What's impossible to know, however, is whether things would have been far worse for the economy and markets without the Bush tax cuts.
For many Americans, the best argument -- maybe the only argument -- for higher tax rates in 2010 would be the need to deflate the ballooning federal budget deficit. That was a crucial element of the case for the Clinton tax increases of 1993.
Whether by policy or just good luck, the deficit did indeed shrink in the 1990s and briefly turned into a surplus by the end of the decade.
But the great risk in trying to use tax increases to drive down the deficit today is that many Americans, even the well-off, are in weak financial positions because of their debt loads, dwindled investment accounts and lack of wage growth. Cut income further, and consumption could dive.
U.S. Chamber of Commerce President Tom Donohue stirred that pot with gusto this week, warning in a speech that the Obama administration's plan for tax increases and new regulations on businesses is "a surefire recipe for a double-dip recession, or worse."
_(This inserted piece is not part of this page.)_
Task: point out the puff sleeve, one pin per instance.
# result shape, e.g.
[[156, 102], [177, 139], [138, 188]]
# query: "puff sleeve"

For investors who believe that 2010 will bring enough tax hikes to sink the economy, there shouldn't be much debate about what that would mean for stock prices. A turn back to recession -- and tumbling corporate earnings -- wouldn't support a Dow Jones industrial average of 10,600.
Even if the economic recovery and the stock market's revival survive any tax increases this year, some Wall Street pros say that rising tax rates should be viewed in combination with other potential threats to the market's long-term health.
Jason Trennert, chief investment strategist at Strategas Research Partners in New York, figures there are four principal variables that affect the prices investors are willing to pay for stocks relative to companies' underlying earnings: taxes, regulation, interest rates and inflation.
For much of the last 30 years, he notes, all four of those variables were declining, helping to fuel what was a spectacular run for stocks in the 1980s, 1990s and even 2000s (for many issues) before the crash of 2008.
The challenge to the case for a powerful long-term bull market, Trennert says, is that all four of those variables seem to have only one way to go from here: up.